The characteristics of today's medical students, including their strengths and weaknesses, pose unique challenges to the educators involved in their education. These students have high IQ, but usually show little interest in reading long texts. The implications of educational design (pedagogy) are that these students are likely to benefit from a structured, but more interactive learning experience, instruction needs to be provided in shorter chunks, and videos. However, even when lessons are used in so-called active learning approaches such as flipped classrooms, attendance rates are often still low. There are a variety of commercial products including first aid, firecrackers, penetration, and pathoma that attract students with a simplified approach such as flashcards and video and pass standardized tests. These products are in line with the learning habits of many students today. Many today's medical students choose to read optional pre-recorded lectures online and use the various learning aids mentioned above, while minimizing direct interaction with the professor in the classroom.

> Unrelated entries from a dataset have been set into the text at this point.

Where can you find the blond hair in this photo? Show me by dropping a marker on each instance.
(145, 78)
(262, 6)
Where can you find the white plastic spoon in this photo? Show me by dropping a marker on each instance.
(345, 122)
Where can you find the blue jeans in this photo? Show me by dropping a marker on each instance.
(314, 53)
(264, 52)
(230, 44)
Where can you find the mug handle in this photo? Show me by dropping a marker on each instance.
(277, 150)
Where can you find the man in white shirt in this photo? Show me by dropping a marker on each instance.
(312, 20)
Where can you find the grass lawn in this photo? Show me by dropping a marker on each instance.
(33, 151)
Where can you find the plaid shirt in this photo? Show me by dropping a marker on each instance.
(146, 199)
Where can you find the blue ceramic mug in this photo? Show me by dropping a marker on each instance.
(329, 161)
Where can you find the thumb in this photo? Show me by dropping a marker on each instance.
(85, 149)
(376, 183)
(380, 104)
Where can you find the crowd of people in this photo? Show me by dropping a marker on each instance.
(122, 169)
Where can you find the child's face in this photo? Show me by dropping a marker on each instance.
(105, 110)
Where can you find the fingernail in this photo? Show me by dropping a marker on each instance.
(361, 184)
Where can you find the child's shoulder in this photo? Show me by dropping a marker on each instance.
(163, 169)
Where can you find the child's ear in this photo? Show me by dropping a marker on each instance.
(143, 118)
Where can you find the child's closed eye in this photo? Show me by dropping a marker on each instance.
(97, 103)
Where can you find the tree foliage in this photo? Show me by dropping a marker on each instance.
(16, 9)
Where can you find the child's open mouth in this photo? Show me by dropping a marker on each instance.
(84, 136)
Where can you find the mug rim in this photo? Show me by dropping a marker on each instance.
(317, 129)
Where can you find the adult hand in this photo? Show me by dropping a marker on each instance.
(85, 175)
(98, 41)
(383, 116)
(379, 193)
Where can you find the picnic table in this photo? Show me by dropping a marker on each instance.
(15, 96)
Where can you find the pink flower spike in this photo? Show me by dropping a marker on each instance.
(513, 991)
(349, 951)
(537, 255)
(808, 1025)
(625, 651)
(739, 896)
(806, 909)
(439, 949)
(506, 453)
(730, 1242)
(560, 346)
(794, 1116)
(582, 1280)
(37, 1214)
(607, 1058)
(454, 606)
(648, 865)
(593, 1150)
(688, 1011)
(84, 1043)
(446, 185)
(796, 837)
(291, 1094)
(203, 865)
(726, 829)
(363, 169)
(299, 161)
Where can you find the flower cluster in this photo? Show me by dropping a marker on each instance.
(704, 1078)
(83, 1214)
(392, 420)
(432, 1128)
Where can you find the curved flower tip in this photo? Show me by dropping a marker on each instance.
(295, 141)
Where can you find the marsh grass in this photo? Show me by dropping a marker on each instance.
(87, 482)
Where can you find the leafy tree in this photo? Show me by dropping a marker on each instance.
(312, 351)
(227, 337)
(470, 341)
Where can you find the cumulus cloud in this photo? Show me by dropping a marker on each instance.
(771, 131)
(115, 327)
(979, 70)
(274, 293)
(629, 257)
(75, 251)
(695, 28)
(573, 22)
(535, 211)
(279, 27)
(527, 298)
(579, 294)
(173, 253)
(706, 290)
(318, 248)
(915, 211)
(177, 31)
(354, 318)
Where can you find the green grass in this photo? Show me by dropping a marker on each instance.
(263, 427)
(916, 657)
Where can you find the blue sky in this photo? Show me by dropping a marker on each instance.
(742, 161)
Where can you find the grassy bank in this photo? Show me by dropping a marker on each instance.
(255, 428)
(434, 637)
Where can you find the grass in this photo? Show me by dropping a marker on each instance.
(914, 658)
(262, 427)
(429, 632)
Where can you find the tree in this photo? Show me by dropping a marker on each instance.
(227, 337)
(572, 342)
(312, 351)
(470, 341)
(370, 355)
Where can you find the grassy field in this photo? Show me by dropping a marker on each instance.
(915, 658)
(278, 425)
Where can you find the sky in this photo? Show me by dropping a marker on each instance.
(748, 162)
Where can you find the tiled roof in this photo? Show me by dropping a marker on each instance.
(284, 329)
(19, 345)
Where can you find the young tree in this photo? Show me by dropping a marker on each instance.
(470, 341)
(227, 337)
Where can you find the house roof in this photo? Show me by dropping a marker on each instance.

Medical education requires major changes in the way it is taught and learned. It is a change that meets the needs of the welfare society, wherever doctors practice it. In an unstable world with previously managed illnesses resurfaced, new illnesses emerging, rapidly aging populations, systems with health care challenges, chronic illnesses and increasing health, doctors say Public policy is the majority of our country's total domestic production, if recognized as a leader who can lead such changes.
Medical education should be built on a healthcare system with global thinking and local implementation in an interconnected world. Reforms of the undergraduate medical curriculum should follow this guide in order to contribute to the mission of the physician. Our experience shows that it is possible to reconcile curriculum changes in medical degrees with the current social needs of medical education based on the healthcare system.